O que muda para a operação brasileira
O recorte do Gartner é global e não abre resultado por país, o que exige cuidado ao transportar. Mas o dado brasileiro disponível aponta na mesma direção. No Panorama de Marketing e Vendas 2026 da RD Station, com 2.790 respondentes, a principal preocupação de quem usa IA em marketing e vendas é justamente o resultado genérico, plagiado ou impessoal, citada por 63%. Erros no material gerado vêm logo atrás, com 55%.
Quem opera no Brasil ainda tem um agravante de canal. Com 75% dos times comerciais usando o WhatsApp como principal contato, a conversa automatizada acontece no mesmo aplicativo em que a pessoa fala com a família. A tolerância a resposta genérica ali é menor do que em um formulário de site, e o custo de errar é imediato: bloqueio, denúncia e queda de qualidade do número.
O desenho que sobrevive a esses dados é o híbrido, com divisão explícita de tarefa:
- IA na triagem, no primeiro contato e na coleta de informação, onde velocidade vale mais que nuance.
- Humano no momento em que o comprador pede confirmação, compara alternativas ou precisa justificar a escolha internamente.
- Passagem de bastão explícita, sem fingir que o agente é uma pessoa, porque o comprador que descobre a farsa transfere a desconfiança para a marca inteira.
Quem estiver desenhando esse fluxo encontra o básico no guia sobre o que é um agente de IA para WhatsApp.
Leitura crítica
O Gartner é fonte de análise paga e vende pesquisa e consultoria para as mesmas áreas comerciais que estuda, o que costuma se refletir no fechamento otimista dos releases. Repare no par de números que acompanha o estudo: organizações que dão ações recomendadas por IA aos vendedores teriam 2,6 vezes mais chance de crescer, e as que priorizam capacitação em IA, 2,4 vezes. São correlações, não relações de causa. Empresa que investe em capacitação e em ferramenta de recomendação em geral já é a empresa mais organizada da amostra, e organização explica crescimento por conta própria.
Também falta transparência sobre amostra e período de coleta no material divulgado, o que impede avaliar o peso de setor, porte e região nos percentuais. Para um dado que vai ser citado em apresentação de orçamento, é uma lacuna relevante.

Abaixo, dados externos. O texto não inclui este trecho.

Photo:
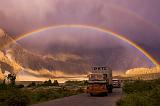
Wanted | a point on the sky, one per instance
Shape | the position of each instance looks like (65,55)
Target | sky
(137,20)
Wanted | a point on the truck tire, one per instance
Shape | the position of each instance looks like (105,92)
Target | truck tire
(105,93)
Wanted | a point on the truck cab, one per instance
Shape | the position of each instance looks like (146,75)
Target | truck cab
(99,82)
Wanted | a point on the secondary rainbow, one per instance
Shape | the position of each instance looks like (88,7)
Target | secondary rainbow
(93,28)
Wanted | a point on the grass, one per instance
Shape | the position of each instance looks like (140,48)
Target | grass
(25,97)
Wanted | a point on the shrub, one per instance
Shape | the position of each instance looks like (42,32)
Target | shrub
(13,98)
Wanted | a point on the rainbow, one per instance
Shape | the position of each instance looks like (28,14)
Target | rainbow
(93,28)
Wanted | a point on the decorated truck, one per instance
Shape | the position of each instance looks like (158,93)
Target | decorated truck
(100,81)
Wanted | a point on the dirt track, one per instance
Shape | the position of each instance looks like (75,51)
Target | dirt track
(86,100)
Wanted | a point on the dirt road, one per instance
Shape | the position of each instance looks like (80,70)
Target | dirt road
(86,100)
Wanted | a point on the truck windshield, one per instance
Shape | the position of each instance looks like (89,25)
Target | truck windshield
(94,77)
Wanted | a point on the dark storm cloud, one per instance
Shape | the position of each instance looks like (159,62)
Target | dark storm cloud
(21,16)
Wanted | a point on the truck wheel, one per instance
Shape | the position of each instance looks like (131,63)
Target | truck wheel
(91,94)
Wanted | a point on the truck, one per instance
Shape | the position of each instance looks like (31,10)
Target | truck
(100,81)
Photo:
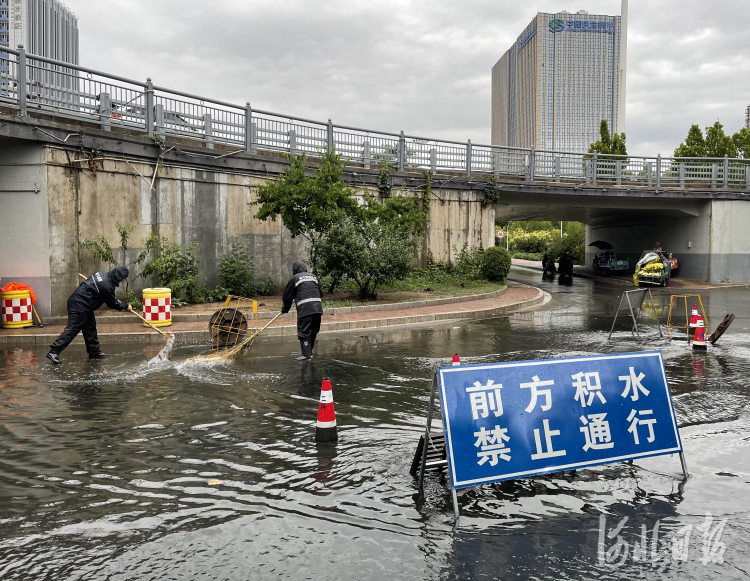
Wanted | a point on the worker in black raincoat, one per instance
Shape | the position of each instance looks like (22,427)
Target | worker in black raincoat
(304,289)
(95,291)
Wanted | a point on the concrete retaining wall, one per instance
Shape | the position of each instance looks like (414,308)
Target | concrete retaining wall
(77,202)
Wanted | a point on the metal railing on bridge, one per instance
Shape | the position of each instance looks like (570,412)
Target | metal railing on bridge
(74,92)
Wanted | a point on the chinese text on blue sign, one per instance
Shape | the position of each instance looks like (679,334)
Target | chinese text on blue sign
(516,419)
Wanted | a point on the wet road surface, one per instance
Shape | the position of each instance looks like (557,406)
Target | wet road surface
(114,470)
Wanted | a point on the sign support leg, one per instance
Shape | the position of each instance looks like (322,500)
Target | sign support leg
(427,441)
(684,465)
(613,322)
(653,307)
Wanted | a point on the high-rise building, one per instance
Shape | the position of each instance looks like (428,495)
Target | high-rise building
(43,27)
(562,76)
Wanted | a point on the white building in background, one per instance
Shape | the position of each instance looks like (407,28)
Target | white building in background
(562,76)
(44,27)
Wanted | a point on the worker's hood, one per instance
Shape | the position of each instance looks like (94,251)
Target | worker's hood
(118,274)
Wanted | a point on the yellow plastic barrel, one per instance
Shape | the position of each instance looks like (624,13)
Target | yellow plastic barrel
(16,309)
(157,306)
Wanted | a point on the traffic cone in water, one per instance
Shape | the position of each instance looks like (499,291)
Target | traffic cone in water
(699,341)
(325,430)
(694,317)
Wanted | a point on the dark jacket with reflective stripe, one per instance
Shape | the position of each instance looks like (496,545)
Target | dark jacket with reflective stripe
(304,289)
(98,290)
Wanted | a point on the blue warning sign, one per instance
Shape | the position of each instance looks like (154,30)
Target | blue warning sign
(516,419)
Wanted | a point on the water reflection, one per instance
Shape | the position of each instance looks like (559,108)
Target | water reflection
(107,467)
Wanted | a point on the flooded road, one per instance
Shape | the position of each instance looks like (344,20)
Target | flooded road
(113,470)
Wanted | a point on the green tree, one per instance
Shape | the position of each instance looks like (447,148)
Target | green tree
(694,144)
(718,143)
(610,144)
(307,204)
(741,141)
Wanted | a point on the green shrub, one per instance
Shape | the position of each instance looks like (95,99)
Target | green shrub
(236,270)
(496,264)
(266,286)
(468,263)
(168,265)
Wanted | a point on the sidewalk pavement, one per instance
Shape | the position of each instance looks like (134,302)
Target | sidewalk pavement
(517,296)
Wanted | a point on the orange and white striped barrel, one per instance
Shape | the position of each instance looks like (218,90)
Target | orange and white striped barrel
(157,306)
(16,309)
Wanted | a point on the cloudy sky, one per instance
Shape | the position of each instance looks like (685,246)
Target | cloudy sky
(421,66)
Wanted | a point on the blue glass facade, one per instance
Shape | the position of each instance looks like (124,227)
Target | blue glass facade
(560,83)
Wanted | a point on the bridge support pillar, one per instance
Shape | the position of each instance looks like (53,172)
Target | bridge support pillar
(366,154)
(105,111)
(208,130)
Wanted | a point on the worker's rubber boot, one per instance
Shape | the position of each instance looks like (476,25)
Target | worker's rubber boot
(306,349)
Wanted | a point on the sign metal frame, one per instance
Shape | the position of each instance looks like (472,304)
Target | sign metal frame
(436,397)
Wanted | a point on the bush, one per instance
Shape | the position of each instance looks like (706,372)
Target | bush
(265,286)
(496,264)
(168,265)
(468,263)
(528,255)
(236,270)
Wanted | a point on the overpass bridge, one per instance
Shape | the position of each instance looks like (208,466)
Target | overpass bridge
(87,121)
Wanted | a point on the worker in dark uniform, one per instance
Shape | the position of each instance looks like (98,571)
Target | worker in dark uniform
(95,291)
(304,289)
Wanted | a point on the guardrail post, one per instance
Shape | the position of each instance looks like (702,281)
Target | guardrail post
(105,111)
(658,171)
(401,151)
(149,120)
(594,168)
(161,128)
(366,154)
(530,168)
(21,87)
(208,130)
(726,172)
(250,138)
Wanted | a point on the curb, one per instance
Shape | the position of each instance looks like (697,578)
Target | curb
(197,317)
(328,327)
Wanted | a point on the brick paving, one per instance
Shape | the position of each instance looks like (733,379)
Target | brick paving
(517,296)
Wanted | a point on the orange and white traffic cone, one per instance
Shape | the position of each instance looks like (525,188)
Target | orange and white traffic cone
(699,341)
(326,431)
(694,317)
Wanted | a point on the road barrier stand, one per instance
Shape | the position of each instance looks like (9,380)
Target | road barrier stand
(699,341)
(326,431)
(17,309)
(157,306)
(633,300)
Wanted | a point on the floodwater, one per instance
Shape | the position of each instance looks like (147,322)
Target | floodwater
(113,470)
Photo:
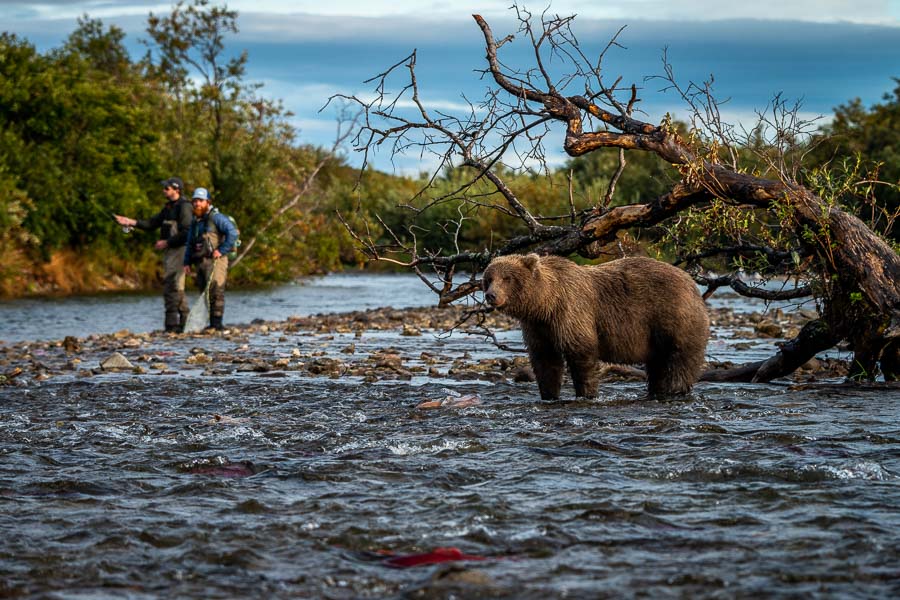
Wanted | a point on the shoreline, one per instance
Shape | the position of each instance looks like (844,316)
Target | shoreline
(374,345)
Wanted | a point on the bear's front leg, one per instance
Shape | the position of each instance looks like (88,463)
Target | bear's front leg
(585,377)
(546,362)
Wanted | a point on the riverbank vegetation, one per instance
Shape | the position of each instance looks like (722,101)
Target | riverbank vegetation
(86,130)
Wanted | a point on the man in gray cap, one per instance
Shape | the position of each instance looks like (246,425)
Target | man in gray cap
(211,238)
(173,221)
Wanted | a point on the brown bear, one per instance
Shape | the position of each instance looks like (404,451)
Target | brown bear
(631,310)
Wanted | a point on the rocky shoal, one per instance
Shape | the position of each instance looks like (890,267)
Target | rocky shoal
(373,345)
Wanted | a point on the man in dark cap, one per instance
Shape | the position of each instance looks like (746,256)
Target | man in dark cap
(173,221)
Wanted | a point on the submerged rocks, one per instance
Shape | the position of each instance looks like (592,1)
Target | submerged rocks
(375,345)
(116,362)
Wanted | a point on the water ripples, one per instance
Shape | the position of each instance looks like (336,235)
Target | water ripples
(282,488)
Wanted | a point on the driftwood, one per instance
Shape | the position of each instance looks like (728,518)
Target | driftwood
(856,274)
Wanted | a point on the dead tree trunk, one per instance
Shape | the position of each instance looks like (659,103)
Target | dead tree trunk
(855,274)
(859,271)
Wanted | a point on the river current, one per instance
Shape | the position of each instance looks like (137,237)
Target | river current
(266,485)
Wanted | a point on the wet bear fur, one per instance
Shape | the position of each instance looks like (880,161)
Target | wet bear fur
(630,311)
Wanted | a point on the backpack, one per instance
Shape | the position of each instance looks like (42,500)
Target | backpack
(237,242)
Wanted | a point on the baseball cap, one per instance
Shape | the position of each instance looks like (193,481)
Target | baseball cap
(174,182)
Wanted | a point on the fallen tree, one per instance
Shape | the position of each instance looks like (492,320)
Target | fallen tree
(852,273)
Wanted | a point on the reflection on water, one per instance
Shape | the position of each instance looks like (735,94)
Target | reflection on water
(283,485)
(131,486)
(55,318)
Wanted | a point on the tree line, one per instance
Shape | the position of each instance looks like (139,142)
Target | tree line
(86,130)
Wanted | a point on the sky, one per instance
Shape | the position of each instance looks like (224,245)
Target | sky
(820,53)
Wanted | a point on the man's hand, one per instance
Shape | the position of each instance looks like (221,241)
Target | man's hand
(125,221)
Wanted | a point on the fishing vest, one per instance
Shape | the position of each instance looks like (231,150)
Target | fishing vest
(206,236)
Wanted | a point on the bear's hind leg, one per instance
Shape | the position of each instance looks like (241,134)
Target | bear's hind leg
(585,376)
(673,371)
(548,370)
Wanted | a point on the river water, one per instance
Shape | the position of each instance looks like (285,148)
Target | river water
(130,486)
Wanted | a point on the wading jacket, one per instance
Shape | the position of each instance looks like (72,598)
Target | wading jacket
(212,231)
(174,221)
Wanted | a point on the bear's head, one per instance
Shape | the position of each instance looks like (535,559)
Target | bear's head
(509,281)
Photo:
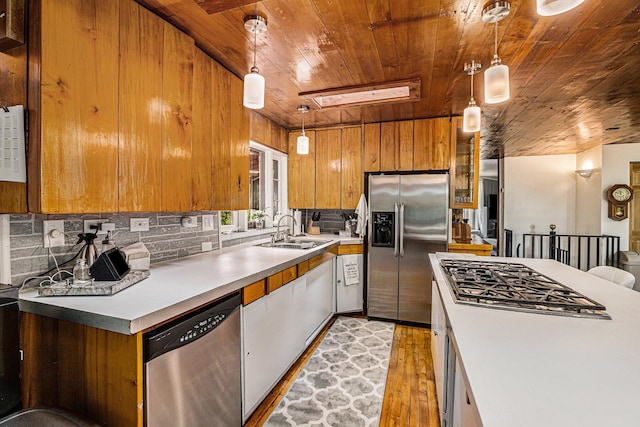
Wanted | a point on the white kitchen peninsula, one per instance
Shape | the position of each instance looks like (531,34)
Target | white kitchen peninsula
(531,370)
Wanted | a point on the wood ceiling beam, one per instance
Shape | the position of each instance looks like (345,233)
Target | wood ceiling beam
(217,6)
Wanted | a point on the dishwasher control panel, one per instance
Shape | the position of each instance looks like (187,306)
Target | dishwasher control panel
(202,327)
(189,327)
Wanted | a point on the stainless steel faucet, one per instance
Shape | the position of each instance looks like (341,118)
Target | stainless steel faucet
(278,236)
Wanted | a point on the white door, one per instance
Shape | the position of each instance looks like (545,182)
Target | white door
(349,297)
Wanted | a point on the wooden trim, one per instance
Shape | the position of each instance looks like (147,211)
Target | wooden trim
(320,259)
(92,372)
(289,274)
(274,282)
(303,267)
(351,249)
(253,292)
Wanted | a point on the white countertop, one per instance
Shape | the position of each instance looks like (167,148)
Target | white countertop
(174,287)
(537,370)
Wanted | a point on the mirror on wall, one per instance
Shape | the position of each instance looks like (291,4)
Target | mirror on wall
(484,220)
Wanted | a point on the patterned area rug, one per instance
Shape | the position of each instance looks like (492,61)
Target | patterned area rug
(343,382)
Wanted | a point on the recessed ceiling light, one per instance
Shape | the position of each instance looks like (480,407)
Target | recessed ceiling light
(354,96)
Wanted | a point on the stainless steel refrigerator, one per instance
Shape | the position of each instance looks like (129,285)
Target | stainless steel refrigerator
(408,219)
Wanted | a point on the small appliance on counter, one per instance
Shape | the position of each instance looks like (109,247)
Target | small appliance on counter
(312,229)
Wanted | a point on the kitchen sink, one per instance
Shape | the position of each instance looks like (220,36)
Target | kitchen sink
(295,244)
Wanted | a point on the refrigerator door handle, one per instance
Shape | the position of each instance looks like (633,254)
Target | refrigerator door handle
(402,230)
(395,235)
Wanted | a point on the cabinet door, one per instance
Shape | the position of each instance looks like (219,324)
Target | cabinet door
(352,177)
(431,144)
(221,142)
(328,169)
(302,173)
(177,118)
(319,298)
(465,161)
(201,158)
(349,298)
(78,107)
(140,147)
(396,146)
(272,340)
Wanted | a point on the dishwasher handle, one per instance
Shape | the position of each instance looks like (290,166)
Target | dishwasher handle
(189,328)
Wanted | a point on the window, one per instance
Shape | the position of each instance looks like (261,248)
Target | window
(267,177)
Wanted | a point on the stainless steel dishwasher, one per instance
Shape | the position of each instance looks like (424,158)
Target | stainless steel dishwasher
(192,369)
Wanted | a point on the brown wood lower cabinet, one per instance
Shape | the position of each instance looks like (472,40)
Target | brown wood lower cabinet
(90,371)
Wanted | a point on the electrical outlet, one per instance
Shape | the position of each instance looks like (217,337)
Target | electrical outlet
(189,221)
(207,222)
(53,233)
(139,224)
(94,226)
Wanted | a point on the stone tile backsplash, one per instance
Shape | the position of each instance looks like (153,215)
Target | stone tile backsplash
(166,239)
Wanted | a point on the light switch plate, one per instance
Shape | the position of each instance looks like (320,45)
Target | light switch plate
(53,233)
(138,224)
(207,222)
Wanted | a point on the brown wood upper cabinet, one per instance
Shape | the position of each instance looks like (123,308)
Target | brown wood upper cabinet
(465,164)
(268,133)
(130,116)
(302,173)
(409,145)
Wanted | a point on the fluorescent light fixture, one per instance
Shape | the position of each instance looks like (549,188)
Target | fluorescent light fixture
(302,146)
(556,7)
(355,96)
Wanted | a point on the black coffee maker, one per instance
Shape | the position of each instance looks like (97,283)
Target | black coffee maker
(383,229)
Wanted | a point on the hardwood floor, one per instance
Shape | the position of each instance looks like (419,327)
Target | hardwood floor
(410,395)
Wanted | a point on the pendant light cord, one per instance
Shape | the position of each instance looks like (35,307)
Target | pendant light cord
(496,40)
(255,35)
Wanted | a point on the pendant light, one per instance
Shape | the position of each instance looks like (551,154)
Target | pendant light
(555,7)
(303,140)
(496,78)
(471,119)
(254,82)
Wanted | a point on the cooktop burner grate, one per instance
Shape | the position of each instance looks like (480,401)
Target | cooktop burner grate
(516,287)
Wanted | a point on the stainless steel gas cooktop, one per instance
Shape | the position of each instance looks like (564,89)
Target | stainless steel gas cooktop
(512,286)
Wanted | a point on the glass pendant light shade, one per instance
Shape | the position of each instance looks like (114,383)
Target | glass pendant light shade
(471,118)
(303,144)
(496,83)
(555,7)
(253,90)
(303,140)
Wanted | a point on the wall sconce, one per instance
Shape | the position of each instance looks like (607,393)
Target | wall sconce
(555,7)
(254,82)
(303,140)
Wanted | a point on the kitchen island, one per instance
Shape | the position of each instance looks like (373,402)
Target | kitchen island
(528,369)
(85,353)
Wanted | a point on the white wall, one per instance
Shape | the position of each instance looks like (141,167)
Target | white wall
(615,170)
(588,192)
(539,191)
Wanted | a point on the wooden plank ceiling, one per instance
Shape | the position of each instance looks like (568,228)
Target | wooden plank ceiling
(574,77)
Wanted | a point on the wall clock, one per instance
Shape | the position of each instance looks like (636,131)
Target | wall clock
(618,196)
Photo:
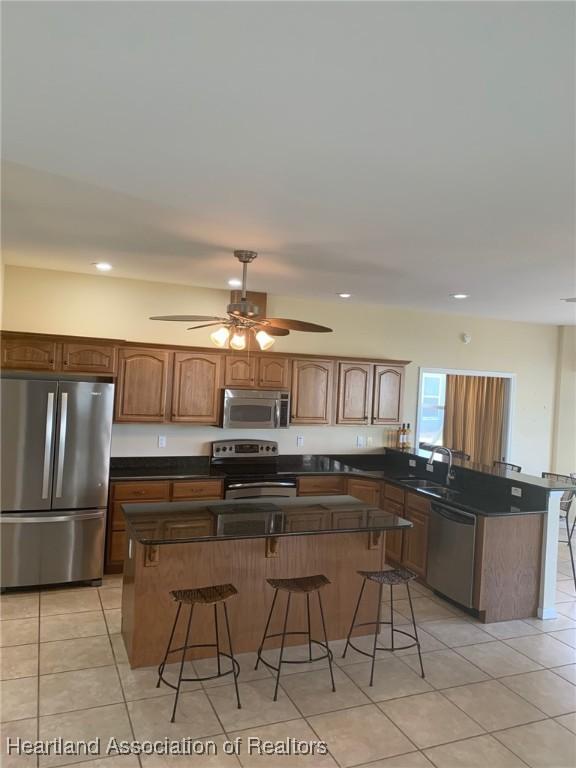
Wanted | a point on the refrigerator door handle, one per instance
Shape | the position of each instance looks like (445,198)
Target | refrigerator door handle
(61,444)
(48,445)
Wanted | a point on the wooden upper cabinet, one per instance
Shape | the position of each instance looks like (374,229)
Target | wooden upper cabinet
(387,404)
(240,371)
(142,384)
(89,358)
(273,373)
(312,386)
(354,393)
(29,354)
(196,387)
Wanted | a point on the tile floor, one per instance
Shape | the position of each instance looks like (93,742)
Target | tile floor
(500,695)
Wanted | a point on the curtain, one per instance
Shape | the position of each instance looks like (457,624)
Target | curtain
(474,416)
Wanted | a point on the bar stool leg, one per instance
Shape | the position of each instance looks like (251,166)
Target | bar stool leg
(326,641)
(266,628)
(163,664)
(232,655)
(415,630)
(282,646)
(184,649)
(354,617)
(376,632)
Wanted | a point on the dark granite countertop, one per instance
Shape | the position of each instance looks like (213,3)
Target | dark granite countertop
(182,522)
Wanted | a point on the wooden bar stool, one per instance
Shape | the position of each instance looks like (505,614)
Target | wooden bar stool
(390,577)
(214,595)
(304,585)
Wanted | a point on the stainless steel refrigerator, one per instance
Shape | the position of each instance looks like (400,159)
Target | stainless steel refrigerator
(55,464)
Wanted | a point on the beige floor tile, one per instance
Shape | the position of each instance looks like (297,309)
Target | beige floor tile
(568,672)
(493,705)
(392,679)
(86,724)
(17,729)
(113,620)
(312,692)
(111,598)
(545,690)
(21,605)
(18,632)
(445,669)
(80,653)
(19,661)
(567,636)
(258,707)
(455,632)
(141,683)
(544,650)
(68,626)
(568,721)
(542,745)
(296,729)
(194,717)
(498,659)
(429,719)
(425,608)
(66,691)
(19,699)
(360,735)
(69,601)
(503,630)
(480,752)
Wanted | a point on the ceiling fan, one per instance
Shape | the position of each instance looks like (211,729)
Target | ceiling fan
(244,319)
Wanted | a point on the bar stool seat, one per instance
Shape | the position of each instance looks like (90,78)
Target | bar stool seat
(391,577)
(303,585)
(215,595)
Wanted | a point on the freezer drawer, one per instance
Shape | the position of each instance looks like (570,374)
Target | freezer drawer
(52,547)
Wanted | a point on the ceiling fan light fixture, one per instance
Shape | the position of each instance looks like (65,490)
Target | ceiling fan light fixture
(220,336)
(265,341)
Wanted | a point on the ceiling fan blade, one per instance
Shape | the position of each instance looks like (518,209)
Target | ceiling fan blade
(296,325)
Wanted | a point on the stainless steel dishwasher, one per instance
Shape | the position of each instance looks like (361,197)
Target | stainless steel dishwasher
(451,542)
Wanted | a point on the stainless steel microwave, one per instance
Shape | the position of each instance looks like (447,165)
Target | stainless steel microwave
(255,409)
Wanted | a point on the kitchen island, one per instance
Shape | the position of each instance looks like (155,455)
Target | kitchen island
(179,545)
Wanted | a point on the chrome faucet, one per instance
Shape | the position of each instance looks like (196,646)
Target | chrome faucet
(446,452)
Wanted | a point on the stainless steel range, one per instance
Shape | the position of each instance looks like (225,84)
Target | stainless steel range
(251,469)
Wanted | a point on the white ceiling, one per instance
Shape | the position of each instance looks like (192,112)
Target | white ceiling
(398,151)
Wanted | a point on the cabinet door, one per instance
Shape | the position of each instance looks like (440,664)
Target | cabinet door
(89,358)
(312,391)
(416,542)
(387,404)
(273,373)
(354,393)
(367,491)
(240,371)
(142,385)
(196,387)
(29,354)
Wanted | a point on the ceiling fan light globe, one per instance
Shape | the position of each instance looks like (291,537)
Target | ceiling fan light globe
(265,341)
(220,336)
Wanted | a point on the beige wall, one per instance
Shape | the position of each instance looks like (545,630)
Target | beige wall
(100,305)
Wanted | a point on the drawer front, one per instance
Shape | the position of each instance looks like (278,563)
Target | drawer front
(156,490)
(325,485)
(197,489)
(394,493)
(418,503)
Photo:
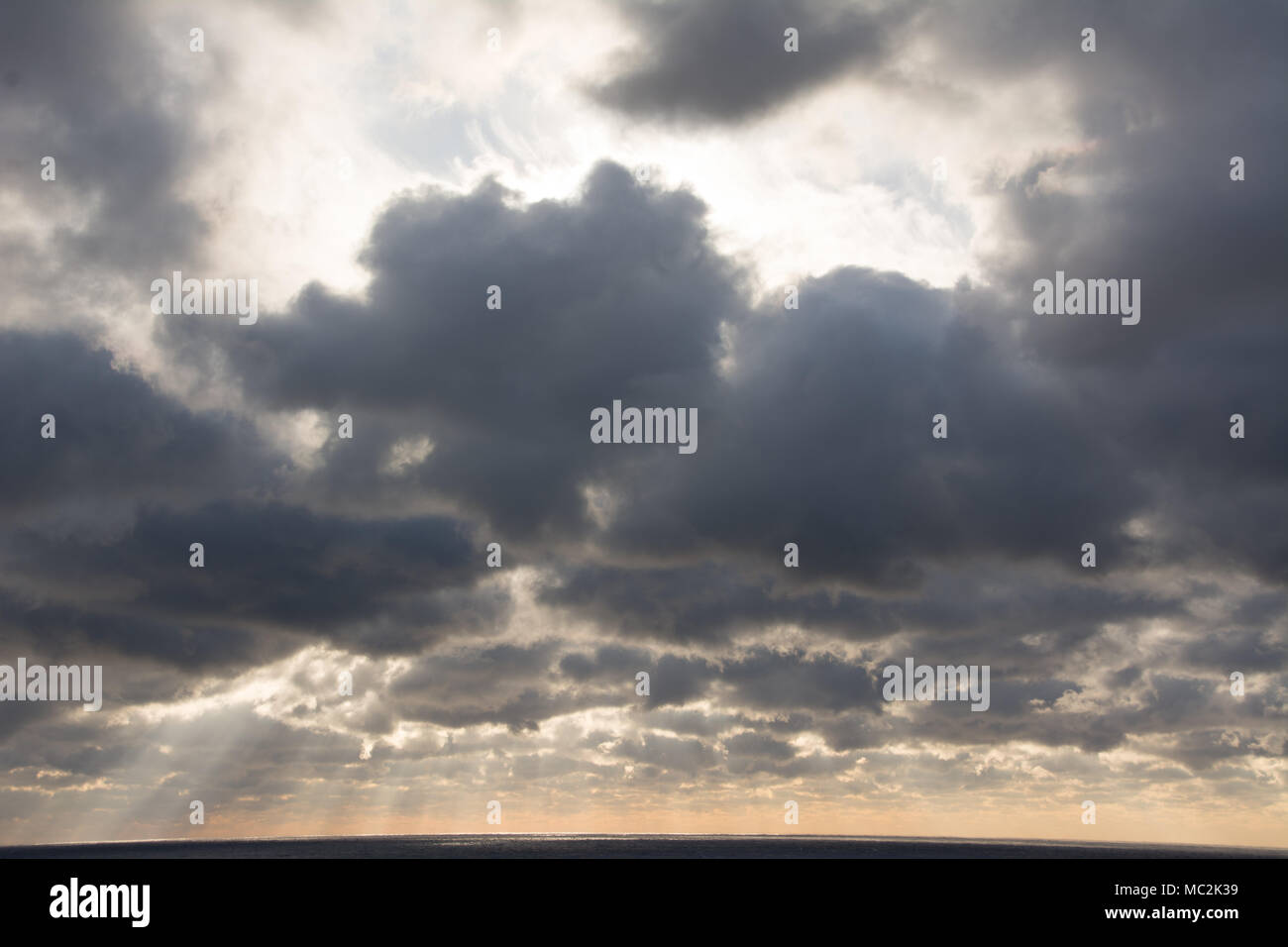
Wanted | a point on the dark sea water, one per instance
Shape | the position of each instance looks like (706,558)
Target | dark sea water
(626,847)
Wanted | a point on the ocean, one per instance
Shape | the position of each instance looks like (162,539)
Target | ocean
(626,847)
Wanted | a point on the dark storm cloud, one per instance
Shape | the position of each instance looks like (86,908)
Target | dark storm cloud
(818,433)
(725,60)
(117,440)
(279,567)
(588,316)
(80,84)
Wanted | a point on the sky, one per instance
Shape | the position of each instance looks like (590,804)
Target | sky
(815,250)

Ainda assim, o núcleo do achado é o tipo de informação que raramente aparece em material de fornecedor de agente de IA: o limite não está na capacidade técnica do modelo, está na disposição do comprador em aceitar uma decisão sem interlocutor humano. Enquanto 69% pedirem validação, automatizar a etapa final da pré-venda não é ganho de eficiência, é transferência de atrito para o fim do funil. Para escolher ferramenta com esse limite em mente, o comparativo de sistemas de IA para vendas em 2026 ajuda a ver quais plataformas tratam a passagem para o humano como recurso de primeira classe e quais tratam como exceção.